Geordi is a modern form of George, from Greek georgos, meaning "farmer" or "earth-worker."
Geordi is a Scottish and Northern English diminutive of George, a name with roots stretching back to the ancient Greek Γεώργιος (Georgios), meaning "farmer" or "one who works the earth," from ge (earth) and ergon (work). Saint George, the dragon-slaying martyr of Cappadocian origin, became one of the most widely venerated saints in both Eastern and Western Christendom, lending the name enormous cultural prestige from the early medieval period onward. England adopted him as its patron saint, making George a cornerstone of English naming for centuries.
In the northeast of England, particularly around Newcastle upon Tyne and County Durham, the nickname "Geordie" became so ubiquitous that it came to describe the people and dialect of the region itself — a Geordie is a Tynesider, and the term carries enormous local pride. The origin of this regional association is debated: some trace it to the popularity of George Stephenson, the inventor of the locomotive, himself a Northumbrian; others point simply to the name's prevalence among miners and working men of the coalfields. The spelling Geordi distills that regional warmth into a given name with a casual, modern feel.
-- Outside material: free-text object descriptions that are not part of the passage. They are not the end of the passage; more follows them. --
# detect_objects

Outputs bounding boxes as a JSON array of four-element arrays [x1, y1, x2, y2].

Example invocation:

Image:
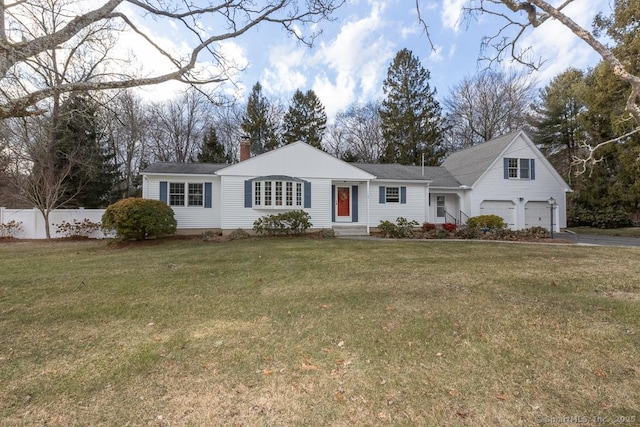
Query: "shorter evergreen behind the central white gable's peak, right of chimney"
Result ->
[[283, 89, 327, 148]]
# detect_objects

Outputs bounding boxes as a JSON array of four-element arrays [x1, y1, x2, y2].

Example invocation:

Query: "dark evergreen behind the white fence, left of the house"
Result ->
[[53, 94, 117, 208]]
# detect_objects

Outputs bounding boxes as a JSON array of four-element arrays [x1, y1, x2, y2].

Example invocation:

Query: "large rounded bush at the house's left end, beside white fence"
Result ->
[[102, 197, 177, 240]]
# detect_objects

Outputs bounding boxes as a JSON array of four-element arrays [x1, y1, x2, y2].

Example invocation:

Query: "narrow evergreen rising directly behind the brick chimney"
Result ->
[[240, 82, 279, 155]]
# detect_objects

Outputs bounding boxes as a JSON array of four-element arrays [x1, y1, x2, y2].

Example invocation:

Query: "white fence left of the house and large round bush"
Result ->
[[0, 207, 105, 239]]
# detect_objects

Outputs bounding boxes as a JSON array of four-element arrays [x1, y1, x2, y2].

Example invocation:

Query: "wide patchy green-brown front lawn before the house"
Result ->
[[0, 239, 640, 426]]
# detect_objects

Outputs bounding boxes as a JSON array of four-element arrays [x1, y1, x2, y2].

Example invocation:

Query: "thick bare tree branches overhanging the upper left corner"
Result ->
[[0, 0, 344, 119]]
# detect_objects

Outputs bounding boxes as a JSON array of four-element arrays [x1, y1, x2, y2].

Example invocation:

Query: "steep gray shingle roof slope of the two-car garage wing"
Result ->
[[442, 131, 520, 186]]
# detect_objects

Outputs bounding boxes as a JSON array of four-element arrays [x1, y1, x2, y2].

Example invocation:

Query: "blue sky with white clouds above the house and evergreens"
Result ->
[[127, 0, 610, 117]]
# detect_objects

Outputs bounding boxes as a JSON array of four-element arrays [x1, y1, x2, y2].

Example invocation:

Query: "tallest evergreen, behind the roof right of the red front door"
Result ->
[[380, 49, 445, 166]]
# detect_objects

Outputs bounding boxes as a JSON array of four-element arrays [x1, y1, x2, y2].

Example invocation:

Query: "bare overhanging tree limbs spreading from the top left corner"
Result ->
[[0, 0, 343, 118]]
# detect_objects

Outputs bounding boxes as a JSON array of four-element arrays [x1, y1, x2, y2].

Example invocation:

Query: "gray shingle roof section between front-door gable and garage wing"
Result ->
[[351, 163, 460, 187]]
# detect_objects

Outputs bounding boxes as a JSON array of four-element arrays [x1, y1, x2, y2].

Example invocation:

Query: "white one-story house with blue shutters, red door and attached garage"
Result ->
[[142, 132, 571, 234]]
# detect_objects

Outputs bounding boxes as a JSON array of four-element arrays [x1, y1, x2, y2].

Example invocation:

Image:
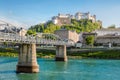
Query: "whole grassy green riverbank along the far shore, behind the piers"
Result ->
[[0, 48, 120, 59]]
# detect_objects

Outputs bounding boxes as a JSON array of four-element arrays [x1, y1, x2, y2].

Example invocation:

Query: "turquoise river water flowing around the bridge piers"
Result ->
[[0, 57, 120, 80]]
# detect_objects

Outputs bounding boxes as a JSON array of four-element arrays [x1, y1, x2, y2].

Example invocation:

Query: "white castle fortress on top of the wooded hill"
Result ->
[[52, 12, 96, 25]]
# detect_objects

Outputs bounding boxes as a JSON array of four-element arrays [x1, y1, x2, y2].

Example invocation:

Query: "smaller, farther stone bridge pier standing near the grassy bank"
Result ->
[[55, 45, 67, 61]]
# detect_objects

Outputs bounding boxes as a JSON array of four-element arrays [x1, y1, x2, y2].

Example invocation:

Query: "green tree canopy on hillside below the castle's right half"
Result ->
[[62, 19, 101, 33]]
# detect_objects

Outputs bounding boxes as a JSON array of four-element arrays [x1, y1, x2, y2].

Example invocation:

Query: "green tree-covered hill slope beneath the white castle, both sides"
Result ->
[[29, 19, 101, 33]]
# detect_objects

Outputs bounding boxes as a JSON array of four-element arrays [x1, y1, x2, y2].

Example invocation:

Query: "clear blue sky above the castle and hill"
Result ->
[[0, 0, 120, 28]]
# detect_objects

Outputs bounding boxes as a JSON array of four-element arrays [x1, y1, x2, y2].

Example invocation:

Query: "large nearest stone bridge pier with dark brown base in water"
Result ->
[[17, 44, 39, 73]]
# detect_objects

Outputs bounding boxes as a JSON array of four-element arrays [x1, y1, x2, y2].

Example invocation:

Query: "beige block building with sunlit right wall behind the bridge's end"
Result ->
[[54, 29, 79, 43]]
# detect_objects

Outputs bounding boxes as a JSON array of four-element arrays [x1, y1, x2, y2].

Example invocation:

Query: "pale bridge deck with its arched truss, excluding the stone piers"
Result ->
[[0, 32, 74, 46]]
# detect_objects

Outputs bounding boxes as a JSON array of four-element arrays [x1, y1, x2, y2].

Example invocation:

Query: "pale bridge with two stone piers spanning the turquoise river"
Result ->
[[0, 32, 74, 73]]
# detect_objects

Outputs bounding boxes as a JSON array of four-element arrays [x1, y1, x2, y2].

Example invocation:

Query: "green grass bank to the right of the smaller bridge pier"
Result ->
[[68, 50, 120, 59]]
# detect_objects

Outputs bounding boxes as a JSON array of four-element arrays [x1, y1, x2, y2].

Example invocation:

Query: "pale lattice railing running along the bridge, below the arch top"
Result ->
[[0, 32, 73, 45]]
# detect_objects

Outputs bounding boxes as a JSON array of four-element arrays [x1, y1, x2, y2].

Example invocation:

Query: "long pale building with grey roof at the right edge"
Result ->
[[94, 29, 120, 47]]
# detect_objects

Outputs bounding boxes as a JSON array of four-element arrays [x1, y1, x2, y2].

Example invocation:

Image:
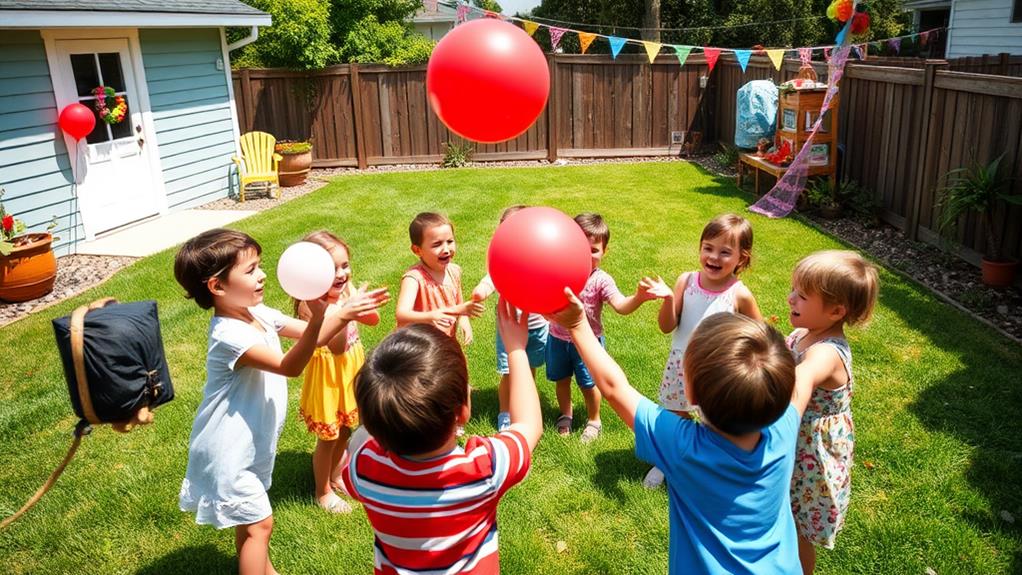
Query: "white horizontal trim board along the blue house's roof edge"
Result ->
[[0, 10, 273, 28]]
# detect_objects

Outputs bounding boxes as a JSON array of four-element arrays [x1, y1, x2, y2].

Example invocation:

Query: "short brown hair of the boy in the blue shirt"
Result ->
[[685, 312, 795, 435]]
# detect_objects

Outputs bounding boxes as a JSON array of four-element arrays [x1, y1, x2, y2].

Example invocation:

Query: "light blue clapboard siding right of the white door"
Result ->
[[139, 29, 236, 210]]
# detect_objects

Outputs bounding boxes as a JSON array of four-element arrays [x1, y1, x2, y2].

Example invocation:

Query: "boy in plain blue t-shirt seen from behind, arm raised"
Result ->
[[551, 290, 809, 574]]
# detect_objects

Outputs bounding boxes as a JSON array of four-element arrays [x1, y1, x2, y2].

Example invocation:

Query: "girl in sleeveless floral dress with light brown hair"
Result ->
[[788, 250, 879, 574]]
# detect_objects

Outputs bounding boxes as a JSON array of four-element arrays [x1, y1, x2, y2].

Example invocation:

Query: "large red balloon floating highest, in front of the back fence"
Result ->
[[426, 18, 550, 144]]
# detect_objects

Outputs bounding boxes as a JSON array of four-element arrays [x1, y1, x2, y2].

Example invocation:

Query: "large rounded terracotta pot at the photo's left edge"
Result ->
[[0, 233, 57, 302]]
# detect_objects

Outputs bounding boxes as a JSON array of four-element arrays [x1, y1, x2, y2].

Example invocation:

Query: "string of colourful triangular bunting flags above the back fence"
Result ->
[[435, 0, 948, 73]]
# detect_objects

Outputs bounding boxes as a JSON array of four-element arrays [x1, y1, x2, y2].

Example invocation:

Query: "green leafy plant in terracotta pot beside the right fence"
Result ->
[[939, 154, 1022, 287]]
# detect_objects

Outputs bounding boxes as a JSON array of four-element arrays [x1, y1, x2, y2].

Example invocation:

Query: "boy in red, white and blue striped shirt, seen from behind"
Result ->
[[341, 300, 543, 575]]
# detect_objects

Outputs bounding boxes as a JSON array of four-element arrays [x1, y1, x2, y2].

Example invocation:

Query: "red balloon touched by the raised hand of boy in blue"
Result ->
[[486, 207, 593, 314]]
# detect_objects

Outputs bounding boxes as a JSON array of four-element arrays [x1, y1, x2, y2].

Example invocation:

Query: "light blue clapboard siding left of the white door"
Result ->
[[0, 30, 85, 254]]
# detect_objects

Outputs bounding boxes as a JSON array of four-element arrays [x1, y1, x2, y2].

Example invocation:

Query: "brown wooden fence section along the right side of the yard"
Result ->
[[714, 58, 1022, 265]]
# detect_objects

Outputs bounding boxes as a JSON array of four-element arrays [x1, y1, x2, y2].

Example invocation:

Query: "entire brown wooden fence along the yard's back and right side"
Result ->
[[234, 55, 1022, 262]]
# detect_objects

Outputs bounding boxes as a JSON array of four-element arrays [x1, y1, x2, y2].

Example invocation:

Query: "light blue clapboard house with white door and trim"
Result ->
[[0, 0, 271, 253]]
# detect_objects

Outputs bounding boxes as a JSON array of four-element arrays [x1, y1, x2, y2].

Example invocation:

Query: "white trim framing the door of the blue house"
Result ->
[[39, 29, 168, 241]]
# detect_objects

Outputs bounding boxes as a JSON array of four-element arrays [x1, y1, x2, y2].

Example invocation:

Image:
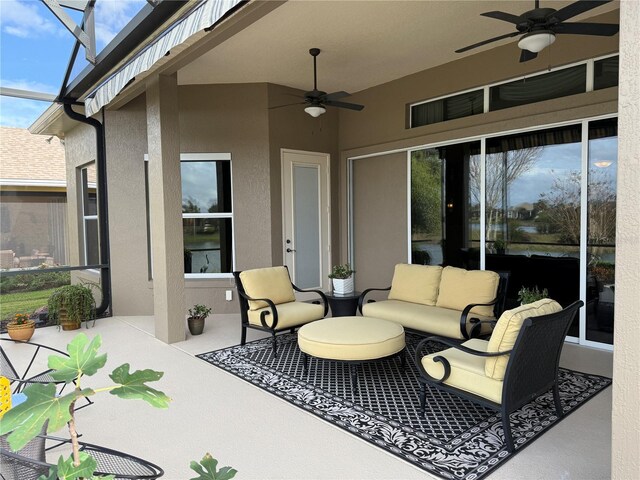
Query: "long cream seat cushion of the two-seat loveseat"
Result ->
[[362, 300, 489, 339]]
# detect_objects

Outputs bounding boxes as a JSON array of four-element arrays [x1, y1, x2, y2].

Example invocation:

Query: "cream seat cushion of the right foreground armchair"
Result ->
[[422, 338, 503, 403]]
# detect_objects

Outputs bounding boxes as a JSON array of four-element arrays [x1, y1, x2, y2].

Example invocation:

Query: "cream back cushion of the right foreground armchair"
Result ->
[[484, 298, 562, 380]]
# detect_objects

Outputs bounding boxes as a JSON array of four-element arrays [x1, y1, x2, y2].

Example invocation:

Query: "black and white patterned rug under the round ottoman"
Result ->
[[197, 333, 611, 480]]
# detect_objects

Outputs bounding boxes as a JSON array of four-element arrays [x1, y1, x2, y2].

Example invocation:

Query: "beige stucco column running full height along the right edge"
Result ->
[[611, 0, 640, 480]]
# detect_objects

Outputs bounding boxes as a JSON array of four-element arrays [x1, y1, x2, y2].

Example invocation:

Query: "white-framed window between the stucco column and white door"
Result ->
[[180, 154, 233, 275]]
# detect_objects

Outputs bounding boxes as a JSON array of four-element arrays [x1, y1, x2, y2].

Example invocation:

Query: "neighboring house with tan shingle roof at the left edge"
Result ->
[[0, 127, 68, 269]]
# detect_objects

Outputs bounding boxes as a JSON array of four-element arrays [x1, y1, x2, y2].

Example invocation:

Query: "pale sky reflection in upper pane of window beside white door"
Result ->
[[180, 162, 218, 213]]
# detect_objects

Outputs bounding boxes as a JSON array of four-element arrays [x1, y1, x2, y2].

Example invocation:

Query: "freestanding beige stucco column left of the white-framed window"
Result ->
[[147, 74, 185, 343]]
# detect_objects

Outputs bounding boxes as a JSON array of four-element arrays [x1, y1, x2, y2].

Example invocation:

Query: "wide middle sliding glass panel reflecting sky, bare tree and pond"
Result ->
[[485, 125, 582, 312]]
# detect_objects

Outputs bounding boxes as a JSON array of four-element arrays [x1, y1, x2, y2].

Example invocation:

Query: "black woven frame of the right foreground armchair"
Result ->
[[415, 300, 584, 453]]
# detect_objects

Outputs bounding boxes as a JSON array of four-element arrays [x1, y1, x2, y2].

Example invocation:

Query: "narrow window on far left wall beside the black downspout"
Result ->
[[80, 162, 100, 265]]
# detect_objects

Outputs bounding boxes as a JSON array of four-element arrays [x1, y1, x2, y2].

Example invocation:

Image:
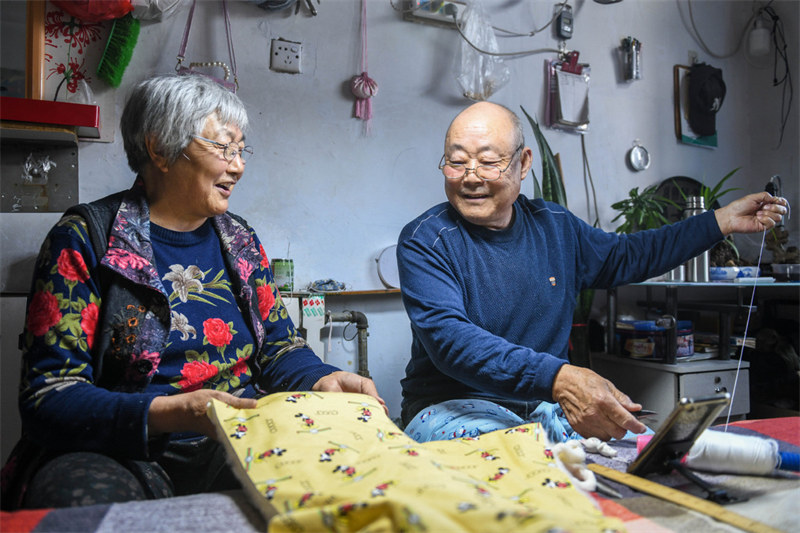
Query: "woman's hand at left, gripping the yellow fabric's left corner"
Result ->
[[147, 389, 256, 439]]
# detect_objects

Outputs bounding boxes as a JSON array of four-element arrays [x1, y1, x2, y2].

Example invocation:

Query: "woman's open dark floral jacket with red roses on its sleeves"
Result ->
[[19, 180, 338, 460]]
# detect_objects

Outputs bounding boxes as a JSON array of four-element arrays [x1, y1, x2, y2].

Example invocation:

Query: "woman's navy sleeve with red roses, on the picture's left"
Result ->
[[19, 216, 156, 459]]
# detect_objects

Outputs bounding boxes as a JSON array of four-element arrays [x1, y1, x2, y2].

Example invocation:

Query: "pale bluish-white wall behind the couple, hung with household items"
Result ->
[[2, 0, 800, 460]]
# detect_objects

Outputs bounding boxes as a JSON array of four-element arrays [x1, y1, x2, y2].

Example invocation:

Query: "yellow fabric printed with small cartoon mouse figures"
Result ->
[[209, 392, 624, 533]]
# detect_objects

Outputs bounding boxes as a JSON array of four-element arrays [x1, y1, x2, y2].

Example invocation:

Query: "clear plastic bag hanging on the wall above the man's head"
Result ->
[[455, 0, 511, 101]]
The name gained a striking new cultural resonance in 1987 when Star Trek: The Next Generation introduced Lieutenant Commander Geordi La Forge, the chief engineer of the Enterprise played by LeVar Burton. Geordi La Forge — visually impaired but possessed of genius-level engineering insight through his VISOR — became an iconic representation of disability and brilliance in science fiction, giving the name an enduring association with ingenuity and resilience.